さて、農地法三条の二には、権利移動の許可の取り消し等として、権利の取り消しする条件として次のものを定めている。

一 その者がその農地又は採草放牧地において行う耕作又は養畜の事業により、周辺の地域における農地又は採草放牧地の農業上の効率的かつ総合的な利用の確保に支障が生じている場合


この規定については、「農地法関係事務に係る処理基準について(平成12年6月1日)」と題する文章に、「法第3条第2項第1号の判断基準」として次のように補足されている。

農地等の権利を取得しようとする者又はその世帯員等が許可の申請の際現に使用及び収益を目的とする権利を有している農地等のうちに、生産性が著しく低いもの、地勢等の地理的条件が悪いものその他のその地域における標準的な農業経営を行う者が耕作又は養畜の事業に供することが困難なものが含まれている場合には、当該農地等について、今後の耕作に向けて草刈り、耕起等当該農地等を常に耕作し得る状態に保つ行為が行われていれば、当該農地等については、法第32条第1項各号に掲げる農地には該当せず、当該農地等の全てを効率的に利用して耕作又は養畜の事業を行っていると認められるものとする。


(2)の判断に当たっては、農地等の効率的な利用が確実に図られるかを厳正に審査する必要があるが、いたずらに厳しく運用し、排他的な取扱いをしないよう留意する。


ここまで見た上で、上記規定を営農型太陽光の通知内容と比較してみる。
そうすると、すぐにわかるのが、上記で、「農業上の効率的かつ総合的な利用の確保に支障」は草刈りを行っていればOKと記載されているのに対して、営農型太陽光では収量を8割以上といった農作業義務、収穫高義務が設けられていることである。営農型太陽光の通知が農地法に解釈を与える地位にあることを考えると無視できない矛盾である。

また、このことは「いたずらに厳しく運用し、排他的な取扱いをしないよう留意する。」という点にも抵触する。というのは、従来休耕地や耕作放棄地であった農地に対して、反収8割以上の義務を設けて、達成できない場合には、撤去命令が含意される通知は、「いたずらに厳しい」もの以外のなにものでもないからである。

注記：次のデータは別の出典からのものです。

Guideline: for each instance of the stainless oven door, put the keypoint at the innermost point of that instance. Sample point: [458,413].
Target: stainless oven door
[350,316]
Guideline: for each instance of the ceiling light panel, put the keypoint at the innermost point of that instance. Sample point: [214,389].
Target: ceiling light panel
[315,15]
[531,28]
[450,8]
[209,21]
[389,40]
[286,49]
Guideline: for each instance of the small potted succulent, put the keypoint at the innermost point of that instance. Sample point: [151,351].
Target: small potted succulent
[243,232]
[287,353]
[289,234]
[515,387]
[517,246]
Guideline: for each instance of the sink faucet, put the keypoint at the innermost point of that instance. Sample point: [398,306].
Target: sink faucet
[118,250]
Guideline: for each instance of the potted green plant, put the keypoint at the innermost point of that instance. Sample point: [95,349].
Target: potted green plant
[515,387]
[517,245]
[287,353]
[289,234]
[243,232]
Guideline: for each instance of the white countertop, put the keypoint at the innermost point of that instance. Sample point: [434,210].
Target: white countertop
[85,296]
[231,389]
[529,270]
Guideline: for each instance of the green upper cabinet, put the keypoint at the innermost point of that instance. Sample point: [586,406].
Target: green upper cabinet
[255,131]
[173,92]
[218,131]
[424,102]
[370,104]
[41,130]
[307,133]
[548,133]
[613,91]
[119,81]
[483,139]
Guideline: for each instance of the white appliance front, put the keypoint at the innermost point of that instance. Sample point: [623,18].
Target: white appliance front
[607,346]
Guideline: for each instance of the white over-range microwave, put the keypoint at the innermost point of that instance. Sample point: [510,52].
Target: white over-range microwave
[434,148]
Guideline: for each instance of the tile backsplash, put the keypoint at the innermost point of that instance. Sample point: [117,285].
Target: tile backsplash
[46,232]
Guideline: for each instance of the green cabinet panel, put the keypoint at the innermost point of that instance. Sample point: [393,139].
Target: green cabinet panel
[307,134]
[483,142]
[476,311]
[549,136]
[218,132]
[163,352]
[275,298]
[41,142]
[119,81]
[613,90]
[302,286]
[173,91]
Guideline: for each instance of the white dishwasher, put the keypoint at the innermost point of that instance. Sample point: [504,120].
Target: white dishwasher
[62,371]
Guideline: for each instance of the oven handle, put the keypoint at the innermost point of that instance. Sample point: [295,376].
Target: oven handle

※ちなみに、令和3年の営農型太陽光の農水省通知では荒廃農地に対する規制の緩和的内容が発出されているが、この「荒廃農地」の認定が、実際の休耕地や耕作放棄地の実態と全く合っていないという問題がある。つまり形式上、荒廃農地を営農型太陽光のに活用した場合は反収規制が撤廃されるルールが存在するが、実際の耕作放棄地に適用するには高いハードルがあるのである。